"Amel et les fauves", un film bouleversant sur une mère courage
Le réalisateur Mehdi Hmili regarde au fond des yeux la société tunisienne, et filme avec empathie une mère, Amel, qui affronte les monstres diurnes et les fauves nocturnes. Poignant.
La caméra de Mehdi Hmili est au plus près des visages, des corps. Elle n’est pas complice, plutôt témoin de ces vies fracassées dans la Tunisie de l’après-Ben Ali. La révolution du Jasmin est loin, même plus un souvenir. Pour le jeune Moumen qui rêve de signer au club de foot de l’Espérance de Tunis, sa mère Amel, incarnée par une Atef Ben Mahmoud bouleversante d’authenticité et le père noyé sous l’alcool, le présent est cauchemar. "Tout est de ma faute, j’ai tout perdu", confie à un moment la mère, impuissante. Justement, non, rien n’est de sa faute. Non, Amel n’a fait que subir : un mari alcoolique absent, un patron injurieux, un viol, une longue descente aux enfers. Pourtant, Amel avait des rêves. Avant qu’ils ne soient broyés par une police corrompue et la machine judiciaire.
Amel rêve
Amel rêve de sourires et d’un avenir radieux pour son fils Moumen. La relation mère-fils est fusionnelle, emplie de fous rires et de complicité. La scène où la mère lave le dos de son fils presque adulte sous la douche dit la profondeur de ce lien, tout comme l’hilarante scène de la souris qui se faufile dans le salon. Amel est ouvrière dans une usine. Amel est briseuse de grève, et n’hésite pas à balancer ses collègues. Elle est prête à tous les sacrifices pour rendre heureux Moumen. Un ami de son patron connaît quelqu’un qui pourrait faire signer son footballeur de fils au club prestigieux de la capitale. Amel accepte de dîner avec lui. Ce dernier tente de la violer dans la voiture. La police les surprend : l’homme est innocenté et libéré, Amel est condamnée à la prison pour "outrage et adultère". C’est la loi, c’est le patriarcat, c’est la Tunisie libérée de Ben Ali. C’est la Tunisie de la loi du plus fort, du plus riche. La famille d’Amel éclate.
Jusqu’au bout de la nuit
Le réalisateur regarde au fond des yeux la société tunisienne, avec empathie et lucidité. Il dit cette Tunisie loin de l’image de la carte postale, ignorée par les touristes. Expulsée de chez elle, reniée par sa famille bigote, fuyant cette lumière du jour qui ne veut pas d’elle, Amel plonge dans le monde de la nuit et trouve un travail dans un cabaret. On découvre avec la caméra de Mehdi Hmili cette vie nocturne foisonnante, violente, charnelle, méprisée par la bonne société. En plus des monstres diurnes, Amel affronte les fauves nocturnes. Sans nouvelle de son fils depuis son arrestation, elle part à sa recherche. Moumen a rejoint un réseau de prostitution. Il vend son corps aux hommes qui abusent de lui le temps d’une passe. Le réalisateur, admirateur de John Cassavetes, filme la nuit sans fausse pudeur. Il ne cherche pas à démontrer mais à montrer. Et si la salvation vient du chaos de la nuit ? S’agit-il d’un film autobiographique ? "Avec ma mère, nous avons vécu dans la honte et souffert dans la peur. Mais plus jamais maintenant. Ce film, c'est notre histoire", explique le réalisateur.

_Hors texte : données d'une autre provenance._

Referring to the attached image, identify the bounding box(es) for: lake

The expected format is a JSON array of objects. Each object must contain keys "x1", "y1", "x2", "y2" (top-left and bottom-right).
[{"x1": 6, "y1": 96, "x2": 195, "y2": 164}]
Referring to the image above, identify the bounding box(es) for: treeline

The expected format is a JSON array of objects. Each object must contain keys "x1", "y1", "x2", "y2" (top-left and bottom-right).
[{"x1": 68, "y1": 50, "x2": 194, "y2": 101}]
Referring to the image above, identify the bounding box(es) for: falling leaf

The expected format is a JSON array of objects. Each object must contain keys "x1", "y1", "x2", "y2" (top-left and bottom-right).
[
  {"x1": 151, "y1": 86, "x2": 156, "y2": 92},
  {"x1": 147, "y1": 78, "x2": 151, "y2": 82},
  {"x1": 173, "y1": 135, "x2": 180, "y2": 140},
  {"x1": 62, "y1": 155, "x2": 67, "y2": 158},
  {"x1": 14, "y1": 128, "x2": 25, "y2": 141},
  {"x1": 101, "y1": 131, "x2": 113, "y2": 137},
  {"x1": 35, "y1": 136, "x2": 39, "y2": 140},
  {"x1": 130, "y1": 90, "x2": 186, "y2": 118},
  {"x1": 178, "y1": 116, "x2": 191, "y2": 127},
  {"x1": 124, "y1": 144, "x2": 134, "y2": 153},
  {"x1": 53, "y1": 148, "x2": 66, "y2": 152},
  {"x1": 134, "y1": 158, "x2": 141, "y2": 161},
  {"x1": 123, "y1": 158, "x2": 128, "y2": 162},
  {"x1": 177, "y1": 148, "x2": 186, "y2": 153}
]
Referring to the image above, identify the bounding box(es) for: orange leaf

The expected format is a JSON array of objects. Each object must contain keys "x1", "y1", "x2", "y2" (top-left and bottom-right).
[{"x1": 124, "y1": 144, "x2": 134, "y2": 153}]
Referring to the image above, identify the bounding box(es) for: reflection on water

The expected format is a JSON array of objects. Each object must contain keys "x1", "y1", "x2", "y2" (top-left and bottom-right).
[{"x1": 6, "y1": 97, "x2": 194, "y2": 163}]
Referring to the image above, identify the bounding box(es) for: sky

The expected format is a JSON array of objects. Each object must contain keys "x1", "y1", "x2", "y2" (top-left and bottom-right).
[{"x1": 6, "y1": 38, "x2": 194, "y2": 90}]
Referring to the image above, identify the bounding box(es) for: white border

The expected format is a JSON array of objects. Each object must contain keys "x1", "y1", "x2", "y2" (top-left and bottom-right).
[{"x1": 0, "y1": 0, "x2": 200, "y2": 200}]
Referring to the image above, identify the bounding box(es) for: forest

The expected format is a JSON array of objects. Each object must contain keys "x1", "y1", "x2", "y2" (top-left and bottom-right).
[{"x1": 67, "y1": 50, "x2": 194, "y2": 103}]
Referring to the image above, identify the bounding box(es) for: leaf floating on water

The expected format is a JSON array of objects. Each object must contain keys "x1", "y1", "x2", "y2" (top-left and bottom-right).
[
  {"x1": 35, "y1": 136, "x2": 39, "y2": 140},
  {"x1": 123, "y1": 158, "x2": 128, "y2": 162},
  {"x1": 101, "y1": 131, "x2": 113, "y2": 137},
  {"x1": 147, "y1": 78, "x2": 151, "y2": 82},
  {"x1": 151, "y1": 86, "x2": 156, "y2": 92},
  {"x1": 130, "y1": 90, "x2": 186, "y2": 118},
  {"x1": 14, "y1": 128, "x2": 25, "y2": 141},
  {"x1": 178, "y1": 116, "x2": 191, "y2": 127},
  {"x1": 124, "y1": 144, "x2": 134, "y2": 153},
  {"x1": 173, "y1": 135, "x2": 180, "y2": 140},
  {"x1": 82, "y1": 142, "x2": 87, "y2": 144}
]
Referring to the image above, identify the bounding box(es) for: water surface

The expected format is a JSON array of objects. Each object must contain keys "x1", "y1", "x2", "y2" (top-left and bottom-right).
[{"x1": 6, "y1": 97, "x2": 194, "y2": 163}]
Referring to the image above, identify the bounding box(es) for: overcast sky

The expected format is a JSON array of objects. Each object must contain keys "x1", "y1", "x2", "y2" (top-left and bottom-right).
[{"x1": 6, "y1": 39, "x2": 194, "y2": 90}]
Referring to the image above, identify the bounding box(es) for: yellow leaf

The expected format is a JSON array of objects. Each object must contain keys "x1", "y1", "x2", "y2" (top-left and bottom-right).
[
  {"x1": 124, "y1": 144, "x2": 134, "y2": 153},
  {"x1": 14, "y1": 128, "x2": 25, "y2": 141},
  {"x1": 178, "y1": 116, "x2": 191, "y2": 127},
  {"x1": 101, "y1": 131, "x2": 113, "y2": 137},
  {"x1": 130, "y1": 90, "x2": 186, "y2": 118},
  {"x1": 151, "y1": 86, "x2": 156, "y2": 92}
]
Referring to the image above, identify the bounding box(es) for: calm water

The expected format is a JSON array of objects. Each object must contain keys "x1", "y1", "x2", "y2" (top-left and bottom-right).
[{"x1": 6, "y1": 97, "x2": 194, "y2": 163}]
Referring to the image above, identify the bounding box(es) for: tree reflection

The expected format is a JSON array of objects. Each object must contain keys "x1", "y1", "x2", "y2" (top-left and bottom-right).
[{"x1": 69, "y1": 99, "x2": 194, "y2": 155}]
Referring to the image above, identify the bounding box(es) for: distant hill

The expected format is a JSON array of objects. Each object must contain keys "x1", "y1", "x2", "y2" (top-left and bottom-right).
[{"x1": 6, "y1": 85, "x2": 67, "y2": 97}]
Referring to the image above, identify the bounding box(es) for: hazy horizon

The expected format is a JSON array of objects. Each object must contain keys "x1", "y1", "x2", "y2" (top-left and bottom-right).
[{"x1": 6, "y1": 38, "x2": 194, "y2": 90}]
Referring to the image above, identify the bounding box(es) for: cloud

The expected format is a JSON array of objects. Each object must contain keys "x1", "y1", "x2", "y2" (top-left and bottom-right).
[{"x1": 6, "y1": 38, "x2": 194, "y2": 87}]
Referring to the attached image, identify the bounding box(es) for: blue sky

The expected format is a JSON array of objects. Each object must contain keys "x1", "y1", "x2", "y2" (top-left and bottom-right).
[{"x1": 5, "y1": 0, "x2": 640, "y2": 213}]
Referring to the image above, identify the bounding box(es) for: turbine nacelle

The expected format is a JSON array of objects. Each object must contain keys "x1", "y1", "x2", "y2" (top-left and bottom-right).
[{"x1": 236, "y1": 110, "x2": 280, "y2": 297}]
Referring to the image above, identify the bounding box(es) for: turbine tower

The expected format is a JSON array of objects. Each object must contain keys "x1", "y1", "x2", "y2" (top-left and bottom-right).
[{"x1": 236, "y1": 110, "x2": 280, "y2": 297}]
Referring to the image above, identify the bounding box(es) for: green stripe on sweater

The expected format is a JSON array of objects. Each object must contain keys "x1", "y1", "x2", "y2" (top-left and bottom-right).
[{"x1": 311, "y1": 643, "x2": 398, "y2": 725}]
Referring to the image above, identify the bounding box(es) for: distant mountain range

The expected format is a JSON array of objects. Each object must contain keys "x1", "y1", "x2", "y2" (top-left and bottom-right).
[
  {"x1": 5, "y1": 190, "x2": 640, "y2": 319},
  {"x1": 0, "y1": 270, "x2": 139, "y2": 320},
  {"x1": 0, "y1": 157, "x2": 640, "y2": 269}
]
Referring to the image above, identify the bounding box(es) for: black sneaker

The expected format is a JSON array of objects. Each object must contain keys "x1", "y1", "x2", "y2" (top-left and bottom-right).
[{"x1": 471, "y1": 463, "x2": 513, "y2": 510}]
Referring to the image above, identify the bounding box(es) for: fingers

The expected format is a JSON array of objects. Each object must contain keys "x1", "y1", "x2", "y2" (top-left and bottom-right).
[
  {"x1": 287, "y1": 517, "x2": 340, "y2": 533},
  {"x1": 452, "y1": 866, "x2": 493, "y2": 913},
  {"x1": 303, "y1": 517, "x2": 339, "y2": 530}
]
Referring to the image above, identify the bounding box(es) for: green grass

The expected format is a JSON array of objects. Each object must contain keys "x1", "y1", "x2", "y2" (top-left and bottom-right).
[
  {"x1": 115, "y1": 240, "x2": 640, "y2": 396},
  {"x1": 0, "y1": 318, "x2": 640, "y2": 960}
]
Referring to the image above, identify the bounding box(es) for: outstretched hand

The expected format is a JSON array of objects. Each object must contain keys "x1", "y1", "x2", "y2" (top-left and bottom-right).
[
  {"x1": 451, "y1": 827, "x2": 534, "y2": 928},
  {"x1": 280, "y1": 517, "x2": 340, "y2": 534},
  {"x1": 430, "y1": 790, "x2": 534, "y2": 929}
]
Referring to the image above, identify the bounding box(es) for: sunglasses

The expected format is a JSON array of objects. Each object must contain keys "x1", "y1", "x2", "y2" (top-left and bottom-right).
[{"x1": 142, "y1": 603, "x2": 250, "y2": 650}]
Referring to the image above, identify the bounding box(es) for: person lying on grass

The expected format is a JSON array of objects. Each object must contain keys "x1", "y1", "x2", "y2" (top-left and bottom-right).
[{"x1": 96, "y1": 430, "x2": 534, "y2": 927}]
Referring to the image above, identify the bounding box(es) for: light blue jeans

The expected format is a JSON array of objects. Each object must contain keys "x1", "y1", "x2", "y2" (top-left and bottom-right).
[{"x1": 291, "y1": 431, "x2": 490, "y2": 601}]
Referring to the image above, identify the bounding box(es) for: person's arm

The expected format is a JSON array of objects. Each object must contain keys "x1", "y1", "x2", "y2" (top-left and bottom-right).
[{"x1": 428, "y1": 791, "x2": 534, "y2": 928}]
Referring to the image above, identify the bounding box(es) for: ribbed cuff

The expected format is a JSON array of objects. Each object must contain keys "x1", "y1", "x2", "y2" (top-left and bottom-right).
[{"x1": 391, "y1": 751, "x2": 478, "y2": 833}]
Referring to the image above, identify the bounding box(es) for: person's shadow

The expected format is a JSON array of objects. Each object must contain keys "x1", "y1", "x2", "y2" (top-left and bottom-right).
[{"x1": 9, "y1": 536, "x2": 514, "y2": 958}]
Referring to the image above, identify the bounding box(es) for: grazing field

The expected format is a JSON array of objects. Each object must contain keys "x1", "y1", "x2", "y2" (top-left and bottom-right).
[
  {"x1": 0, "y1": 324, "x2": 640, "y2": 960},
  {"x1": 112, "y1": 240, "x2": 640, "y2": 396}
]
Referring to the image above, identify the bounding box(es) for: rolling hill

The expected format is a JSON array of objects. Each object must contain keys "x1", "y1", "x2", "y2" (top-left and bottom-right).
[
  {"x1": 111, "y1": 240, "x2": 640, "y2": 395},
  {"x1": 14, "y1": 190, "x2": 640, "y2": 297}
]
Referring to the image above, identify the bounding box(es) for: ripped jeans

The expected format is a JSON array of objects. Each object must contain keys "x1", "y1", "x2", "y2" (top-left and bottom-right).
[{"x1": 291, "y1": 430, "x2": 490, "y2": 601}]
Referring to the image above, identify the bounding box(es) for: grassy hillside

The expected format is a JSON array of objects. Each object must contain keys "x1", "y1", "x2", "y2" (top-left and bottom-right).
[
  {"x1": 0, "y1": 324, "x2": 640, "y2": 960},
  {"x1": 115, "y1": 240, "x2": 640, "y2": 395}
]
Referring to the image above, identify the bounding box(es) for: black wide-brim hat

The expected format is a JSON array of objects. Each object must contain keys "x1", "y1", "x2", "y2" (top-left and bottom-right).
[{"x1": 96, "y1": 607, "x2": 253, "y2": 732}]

Amel et les fauves est porté par des acteurs bouleversants. C’est un film sur l’amour, le combat et la rédemption. Un film qui prend aux tripes.
Fiche technique
Titre français : Amel et les fauves
Titre original : Streams
Réalisation et Scénario : Mehdi Hmili
Genre : drame
Durée : 122 minutes
Acteurs : Afef Ben Mahmoud, Zeineb Sawen, Iheb Bouyahia, Sarah Hanachi, Slim Baccar, Noomen Hamda, Fakher Wahchy, Hakim, Boumsaoudi, Noureddine Souli et Elyes Rebhi
Synopsis : Amel est ouvrière dans une usine à Tunis. Son patron la met en relation avec un homme d’affaires qui peut permettre à son fils d’intégrer le club de foot local. Profitant de la situation, l’homme tente d’abuser d’elle. La police les surprend mais c’est Amel qui est finalement déclarée coupable d’attentat à la pudeur et d’adultère. À sa sortie de prison, elle part à la recherche de son fils dans les nuits underground de Tunis, peuplées de prédateurs et d’une jeunesse en quête de liberté.